In finite element simulation, adaptive mesh refinement (AMR) has become an essential tool for performing accurate calculations with a controlled number of unknowns. The phenomena to be taken into account, particularly in solids mechanics, are often complex and non-linear: contact between deformable solids, viscoplastic behaviour, cracking, etc. Furthermore, these phenomena require intrinsically 3D modelling. Thus, the number of unknowns to be taken into account requires the use of parallel solvers. One of the current computational challenges is therefore to combine adaptive mesh refinement methods and nonlinear solid mechanics for deployment on parallel computers.

The first research topic of this PhD thesis concerns the development of a local mesh refinement method (of block-structured type) for non-linear mechanics, with dynamic mesh adaptation. We will therefore focus on projection operators to obtain an accurate dynamic AMR solution during the evolution of refined areas.

The other area of research will focus on the effective treatment of contact between deformable solids in a parallel environment. This will involve extending previous work, which was limited to matching contact meshes, to the case of arbitrary contact geometries (node-to-surface algorithm).

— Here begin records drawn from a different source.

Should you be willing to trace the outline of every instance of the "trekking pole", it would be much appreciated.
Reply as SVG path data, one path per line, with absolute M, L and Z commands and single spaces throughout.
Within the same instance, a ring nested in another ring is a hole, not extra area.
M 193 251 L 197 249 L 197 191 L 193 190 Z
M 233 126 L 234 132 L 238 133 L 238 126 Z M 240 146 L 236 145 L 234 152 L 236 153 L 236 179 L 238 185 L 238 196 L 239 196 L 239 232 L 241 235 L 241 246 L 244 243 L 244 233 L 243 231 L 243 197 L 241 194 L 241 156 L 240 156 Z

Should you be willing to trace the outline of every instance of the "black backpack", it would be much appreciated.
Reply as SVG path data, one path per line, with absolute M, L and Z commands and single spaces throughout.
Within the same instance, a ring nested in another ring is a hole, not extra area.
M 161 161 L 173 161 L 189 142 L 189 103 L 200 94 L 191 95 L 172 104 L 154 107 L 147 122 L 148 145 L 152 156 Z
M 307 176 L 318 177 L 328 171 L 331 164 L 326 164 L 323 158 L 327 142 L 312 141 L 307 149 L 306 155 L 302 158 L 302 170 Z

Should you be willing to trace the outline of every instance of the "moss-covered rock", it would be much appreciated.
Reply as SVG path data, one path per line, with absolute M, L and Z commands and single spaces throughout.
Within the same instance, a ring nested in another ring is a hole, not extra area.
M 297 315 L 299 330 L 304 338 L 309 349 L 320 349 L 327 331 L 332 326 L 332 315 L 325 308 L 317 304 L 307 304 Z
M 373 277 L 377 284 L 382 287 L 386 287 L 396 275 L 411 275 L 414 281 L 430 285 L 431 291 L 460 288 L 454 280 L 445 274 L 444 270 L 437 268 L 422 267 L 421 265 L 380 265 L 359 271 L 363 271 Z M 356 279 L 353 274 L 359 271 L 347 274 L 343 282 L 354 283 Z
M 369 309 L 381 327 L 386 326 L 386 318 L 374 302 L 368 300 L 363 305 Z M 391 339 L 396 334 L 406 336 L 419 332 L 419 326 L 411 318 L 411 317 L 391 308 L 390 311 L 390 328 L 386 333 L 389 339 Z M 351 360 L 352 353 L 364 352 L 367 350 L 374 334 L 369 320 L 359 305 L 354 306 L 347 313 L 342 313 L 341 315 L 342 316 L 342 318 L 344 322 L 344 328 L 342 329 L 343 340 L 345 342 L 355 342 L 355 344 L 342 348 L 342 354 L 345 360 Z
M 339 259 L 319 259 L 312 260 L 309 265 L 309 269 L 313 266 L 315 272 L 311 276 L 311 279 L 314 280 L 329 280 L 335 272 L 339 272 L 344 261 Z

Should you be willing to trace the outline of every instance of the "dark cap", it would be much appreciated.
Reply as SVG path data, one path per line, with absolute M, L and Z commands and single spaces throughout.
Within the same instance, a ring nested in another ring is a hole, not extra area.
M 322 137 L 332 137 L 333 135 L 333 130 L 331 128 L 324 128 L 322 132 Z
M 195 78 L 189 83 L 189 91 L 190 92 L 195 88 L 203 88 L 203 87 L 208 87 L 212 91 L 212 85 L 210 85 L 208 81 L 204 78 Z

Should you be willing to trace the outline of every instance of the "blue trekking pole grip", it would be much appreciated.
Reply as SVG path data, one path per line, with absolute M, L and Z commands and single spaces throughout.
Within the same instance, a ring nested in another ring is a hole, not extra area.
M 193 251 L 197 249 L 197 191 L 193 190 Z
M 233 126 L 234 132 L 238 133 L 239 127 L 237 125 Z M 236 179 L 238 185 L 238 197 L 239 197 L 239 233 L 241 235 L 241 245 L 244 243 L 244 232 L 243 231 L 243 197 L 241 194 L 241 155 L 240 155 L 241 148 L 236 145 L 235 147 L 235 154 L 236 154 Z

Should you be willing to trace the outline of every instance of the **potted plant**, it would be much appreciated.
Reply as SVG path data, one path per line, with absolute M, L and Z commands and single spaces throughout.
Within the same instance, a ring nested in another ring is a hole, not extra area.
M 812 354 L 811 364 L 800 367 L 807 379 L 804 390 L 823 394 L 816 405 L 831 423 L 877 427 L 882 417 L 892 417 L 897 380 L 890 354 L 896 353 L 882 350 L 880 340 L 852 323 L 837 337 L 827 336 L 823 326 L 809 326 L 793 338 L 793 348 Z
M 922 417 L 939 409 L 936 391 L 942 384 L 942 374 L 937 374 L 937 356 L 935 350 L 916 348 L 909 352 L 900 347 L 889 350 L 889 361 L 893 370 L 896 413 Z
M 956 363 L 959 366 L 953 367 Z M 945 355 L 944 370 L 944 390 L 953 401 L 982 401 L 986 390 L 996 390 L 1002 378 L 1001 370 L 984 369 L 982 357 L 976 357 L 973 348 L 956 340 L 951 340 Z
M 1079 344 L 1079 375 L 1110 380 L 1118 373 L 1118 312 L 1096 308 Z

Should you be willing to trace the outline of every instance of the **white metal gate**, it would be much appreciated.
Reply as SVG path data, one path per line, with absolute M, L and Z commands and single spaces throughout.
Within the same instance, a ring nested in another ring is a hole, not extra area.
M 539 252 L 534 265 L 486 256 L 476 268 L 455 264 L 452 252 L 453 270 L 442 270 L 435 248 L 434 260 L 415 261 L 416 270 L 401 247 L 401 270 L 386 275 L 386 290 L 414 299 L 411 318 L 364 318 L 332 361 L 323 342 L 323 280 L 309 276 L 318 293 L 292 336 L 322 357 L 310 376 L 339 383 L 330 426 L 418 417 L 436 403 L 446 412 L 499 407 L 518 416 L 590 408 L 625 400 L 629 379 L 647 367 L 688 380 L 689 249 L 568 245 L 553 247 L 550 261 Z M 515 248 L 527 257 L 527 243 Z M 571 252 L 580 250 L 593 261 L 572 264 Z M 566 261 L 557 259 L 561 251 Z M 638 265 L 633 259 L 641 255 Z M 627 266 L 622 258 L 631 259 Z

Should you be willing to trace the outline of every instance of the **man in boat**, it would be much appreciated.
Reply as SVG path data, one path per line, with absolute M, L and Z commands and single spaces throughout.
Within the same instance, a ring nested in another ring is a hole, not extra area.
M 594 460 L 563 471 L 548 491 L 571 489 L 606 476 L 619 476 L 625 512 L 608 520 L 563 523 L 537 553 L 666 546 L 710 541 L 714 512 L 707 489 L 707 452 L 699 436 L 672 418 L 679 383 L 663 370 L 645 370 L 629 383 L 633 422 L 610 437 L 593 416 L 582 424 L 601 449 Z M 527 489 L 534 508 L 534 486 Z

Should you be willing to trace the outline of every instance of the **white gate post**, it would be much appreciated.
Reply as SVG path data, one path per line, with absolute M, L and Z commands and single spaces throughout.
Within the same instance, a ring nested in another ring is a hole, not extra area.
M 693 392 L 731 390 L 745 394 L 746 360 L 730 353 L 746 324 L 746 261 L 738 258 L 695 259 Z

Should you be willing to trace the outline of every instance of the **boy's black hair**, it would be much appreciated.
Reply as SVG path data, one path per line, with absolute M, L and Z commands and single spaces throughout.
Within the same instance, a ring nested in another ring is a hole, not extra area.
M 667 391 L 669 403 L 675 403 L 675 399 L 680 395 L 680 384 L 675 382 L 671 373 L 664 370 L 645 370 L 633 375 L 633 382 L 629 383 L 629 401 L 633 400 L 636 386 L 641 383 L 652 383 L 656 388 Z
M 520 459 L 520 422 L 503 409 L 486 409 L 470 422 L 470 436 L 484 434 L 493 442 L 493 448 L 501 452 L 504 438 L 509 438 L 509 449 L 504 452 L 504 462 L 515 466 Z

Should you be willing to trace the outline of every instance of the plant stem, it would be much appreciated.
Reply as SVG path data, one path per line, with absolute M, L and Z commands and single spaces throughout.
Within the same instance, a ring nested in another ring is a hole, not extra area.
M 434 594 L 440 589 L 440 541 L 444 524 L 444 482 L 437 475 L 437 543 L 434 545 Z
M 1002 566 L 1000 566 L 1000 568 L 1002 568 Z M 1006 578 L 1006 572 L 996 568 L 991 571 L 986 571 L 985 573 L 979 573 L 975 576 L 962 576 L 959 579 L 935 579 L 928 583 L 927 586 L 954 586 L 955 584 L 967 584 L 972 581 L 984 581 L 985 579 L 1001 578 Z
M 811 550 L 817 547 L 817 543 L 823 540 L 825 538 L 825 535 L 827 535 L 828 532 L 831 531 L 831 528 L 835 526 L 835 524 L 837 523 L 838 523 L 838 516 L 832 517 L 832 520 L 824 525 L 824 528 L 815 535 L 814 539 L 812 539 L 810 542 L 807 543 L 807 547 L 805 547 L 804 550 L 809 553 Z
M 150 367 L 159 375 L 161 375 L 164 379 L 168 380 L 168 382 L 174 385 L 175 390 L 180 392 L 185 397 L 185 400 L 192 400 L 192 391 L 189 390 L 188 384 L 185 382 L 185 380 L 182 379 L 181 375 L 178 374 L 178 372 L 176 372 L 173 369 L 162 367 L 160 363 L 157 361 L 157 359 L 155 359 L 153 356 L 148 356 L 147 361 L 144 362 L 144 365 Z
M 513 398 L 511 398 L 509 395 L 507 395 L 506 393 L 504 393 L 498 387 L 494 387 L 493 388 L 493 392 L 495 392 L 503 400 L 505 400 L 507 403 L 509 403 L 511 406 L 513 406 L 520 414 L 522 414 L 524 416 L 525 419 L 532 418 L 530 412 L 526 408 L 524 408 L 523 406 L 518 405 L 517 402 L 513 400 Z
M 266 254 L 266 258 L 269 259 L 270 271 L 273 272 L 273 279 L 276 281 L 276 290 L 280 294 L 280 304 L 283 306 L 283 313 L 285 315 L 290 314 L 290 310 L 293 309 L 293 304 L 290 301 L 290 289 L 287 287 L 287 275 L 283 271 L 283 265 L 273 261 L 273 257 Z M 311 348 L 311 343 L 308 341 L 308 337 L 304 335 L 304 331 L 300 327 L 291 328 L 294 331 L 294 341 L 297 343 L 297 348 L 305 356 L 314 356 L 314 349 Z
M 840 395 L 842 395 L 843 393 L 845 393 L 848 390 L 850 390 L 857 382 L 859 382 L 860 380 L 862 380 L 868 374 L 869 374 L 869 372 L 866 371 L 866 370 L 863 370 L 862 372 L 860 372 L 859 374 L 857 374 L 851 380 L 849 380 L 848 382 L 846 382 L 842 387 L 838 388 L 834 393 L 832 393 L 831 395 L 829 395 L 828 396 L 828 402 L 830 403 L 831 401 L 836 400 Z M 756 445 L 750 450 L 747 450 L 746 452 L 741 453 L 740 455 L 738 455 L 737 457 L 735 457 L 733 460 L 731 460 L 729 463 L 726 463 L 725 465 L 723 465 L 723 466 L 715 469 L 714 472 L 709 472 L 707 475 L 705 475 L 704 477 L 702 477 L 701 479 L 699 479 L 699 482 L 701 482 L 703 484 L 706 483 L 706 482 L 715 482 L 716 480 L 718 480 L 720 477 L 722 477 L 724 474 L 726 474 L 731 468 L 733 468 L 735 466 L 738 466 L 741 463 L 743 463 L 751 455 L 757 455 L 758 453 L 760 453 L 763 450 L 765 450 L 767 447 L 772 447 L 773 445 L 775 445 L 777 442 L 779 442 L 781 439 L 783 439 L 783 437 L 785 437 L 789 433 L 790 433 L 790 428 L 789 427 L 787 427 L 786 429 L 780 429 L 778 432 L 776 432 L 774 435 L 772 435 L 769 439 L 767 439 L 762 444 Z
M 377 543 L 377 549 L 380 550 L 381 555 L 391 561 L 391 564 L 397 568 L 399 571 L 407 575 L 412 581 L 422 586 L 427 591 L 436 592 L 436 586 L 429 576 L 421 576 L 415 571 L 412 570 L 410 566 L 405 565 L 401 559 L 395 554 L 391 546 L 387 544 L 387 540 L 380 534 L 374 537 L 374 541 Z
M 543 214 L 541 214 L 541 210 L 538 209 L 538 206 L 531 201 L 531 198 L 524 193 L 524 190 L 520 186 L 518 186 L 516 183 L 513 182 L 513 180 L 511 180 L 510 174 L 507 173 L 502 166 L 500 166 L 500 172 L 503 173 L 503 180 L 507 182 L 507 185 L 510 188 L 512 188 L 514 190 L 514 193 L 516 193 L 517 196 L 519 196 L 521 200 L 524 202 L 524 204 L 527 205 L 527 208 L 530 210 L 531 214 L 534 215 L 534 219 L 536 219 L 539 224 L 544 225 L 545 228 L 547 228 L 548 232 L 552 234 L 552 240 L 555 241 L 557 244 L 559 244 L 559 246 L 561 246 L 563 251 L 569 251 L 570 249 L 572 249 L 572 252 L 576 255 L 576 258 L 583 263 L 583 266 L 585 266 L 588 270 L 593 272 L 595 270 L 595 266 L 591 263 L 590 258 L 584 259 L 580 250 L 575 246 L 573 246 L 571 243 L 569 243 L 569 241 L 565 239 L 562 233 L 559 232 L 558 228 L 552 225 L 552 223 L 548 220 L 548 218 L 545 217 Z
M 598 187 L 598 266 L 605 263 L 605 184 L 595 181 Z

The preferred development environment will be the MFEM tool. Finite element management and dynamic re-evaluation of adaptive meshes require assessing (and probably improving) the efficiency of the data structures involved. Large 3D calculations will be performed on national supercomputers using thousands of computing cores.
his will ensure that the solutions implemented can be scaled up to tens of thousands of cores.